La norma permite a las entidades de los tres niveles de gobierno reorientar los recursos que no se encuentren comprometidos al 30 de julio, priorizando intervenciones frente al FEN y acciones de seguridad ciudadana. Según las estimaciones del MEF, este mecanismo permitiría reasignar alrededor de S/ 2,700 millones, a los que se sumarían hasta S/ 300 millones provenientes de financiamiento contingente para cubrir gastos de preparación y respuesta.

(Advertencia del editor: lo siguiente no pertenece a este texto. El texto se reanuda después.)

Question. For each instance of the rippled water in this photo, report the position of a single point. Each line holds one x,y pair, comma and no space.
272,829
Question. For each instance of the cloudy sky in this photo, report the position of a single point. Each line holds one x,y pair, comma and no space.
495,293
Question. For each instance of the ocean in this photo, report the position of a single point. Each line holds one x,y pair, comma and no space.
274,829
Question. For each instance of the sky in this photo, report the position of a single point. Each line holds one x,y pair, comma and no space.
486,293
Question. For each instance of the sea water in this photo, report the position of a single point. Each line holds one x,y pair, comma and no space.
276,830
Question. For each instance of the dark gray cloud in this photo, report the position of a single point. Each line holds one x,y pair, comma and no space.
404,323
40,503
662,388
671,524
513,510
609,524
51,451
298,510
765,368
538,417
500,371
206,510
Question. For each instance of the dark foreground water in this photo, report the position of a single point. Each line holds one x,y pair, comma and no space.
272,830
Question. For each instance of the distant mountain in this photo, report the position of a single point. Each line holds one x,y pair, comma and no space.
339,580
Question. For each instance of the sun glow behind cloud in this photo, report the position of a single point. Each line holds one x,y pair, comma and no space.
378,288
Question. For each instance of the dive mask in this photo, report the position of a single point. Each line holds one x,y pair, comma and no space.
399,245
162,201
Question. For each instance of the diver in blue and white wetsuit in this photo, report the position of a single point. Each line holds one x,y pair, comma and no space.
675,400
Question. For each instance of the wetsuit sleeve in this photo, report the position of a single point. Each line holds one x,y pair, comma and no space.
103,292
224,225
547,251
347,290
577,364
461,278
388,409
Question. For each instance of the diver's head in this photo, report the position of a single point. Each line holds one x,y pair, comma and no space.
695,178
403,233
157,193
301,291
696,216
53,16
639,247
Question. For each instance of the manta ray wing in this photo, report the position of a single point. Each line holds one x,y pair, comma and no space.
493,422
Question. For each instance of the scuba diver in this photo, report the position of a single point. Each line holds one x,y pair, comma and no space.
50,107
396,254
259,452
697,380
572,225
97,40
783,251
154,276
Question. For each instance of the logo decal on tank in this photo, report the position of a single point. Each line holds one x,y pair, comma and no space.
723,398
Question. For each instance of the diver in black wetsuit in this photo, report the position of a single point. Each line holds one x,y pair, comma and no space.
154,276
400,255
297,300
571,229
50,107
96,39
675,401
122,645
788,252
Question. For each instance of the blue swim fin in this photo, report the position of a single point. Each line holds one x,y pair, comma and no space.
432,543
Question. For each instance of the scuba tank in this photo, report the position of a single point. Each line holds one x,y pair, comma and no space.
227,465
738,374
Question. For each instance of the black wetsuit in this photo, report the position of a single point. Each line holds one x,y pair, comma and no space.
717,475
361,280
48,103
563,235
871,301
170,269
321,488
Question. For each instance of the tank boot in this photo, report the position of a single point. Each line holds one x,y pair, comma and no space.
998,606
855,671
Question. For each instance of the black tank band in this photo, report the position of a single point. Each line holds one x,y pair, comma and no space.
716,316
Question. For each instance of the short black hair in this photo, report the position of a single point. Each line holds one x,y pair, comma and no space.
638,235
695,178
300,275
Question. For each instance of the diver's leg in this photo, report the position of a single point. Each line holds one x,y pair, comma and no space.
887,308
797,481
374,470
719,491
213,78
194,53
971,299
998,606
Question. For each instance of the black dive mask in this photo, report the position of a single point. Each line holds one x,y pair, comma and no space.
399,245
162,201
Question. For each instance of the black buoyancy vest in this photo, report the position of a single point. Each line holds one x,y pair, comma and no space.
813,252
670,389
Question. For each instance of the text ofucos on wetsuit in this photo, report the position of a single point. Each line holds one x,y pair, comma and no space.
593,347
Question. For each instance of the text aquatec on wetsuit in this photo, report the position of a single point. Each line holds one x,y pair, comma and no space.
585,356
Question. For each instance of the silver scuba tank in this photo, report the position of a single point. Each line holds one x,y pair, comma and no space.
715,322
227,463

El ministerio precisó además que el país dispone de créditos contingentes por más de US$ 2,000 millones, lo que fortalece la capacidad financiera para responder ante emergencias de mayor magnitud.
El MEF señaló que la próxima administración recibirá una economía con espacio fiscal para atender las principales prioridades nacionales. Entre enero y mayo de 2026, el producto bruto interno (PBI) creció 3.2% y acumuló 26 meses consecutivos de expansión. Asimismo, durante el primer semestre, la recaudación tributaria aumentó 13.1%, la inversión pública creció 7.9% y, al cierre de junio, el déficit fiscal se redujo a 1.3% del PBI, por debajo de la meta de 1.8% prevista para este año y de la meta de 1.4% establecida para 2027.
Como parte de las acciones de preparación, el ministerio también elaboró la Guía para el abastecimiento en situación de emergencia, documento que orienta a los gobiernos regionales, municipalidades y demás entidades públicas sobre los procedimientos para actuar antes, durante y después de una emergencia.
Con estos recursos, las líneas de financiamiento contingente y las herramientas técnicas disponibles, el MEF indicó que el próximo gobierno contará con mejores condiciones para priorizar intervenciones y responder al fenómeno El Niño y otras emergencias, preservando la sostenibilidad de las finanzas públicas.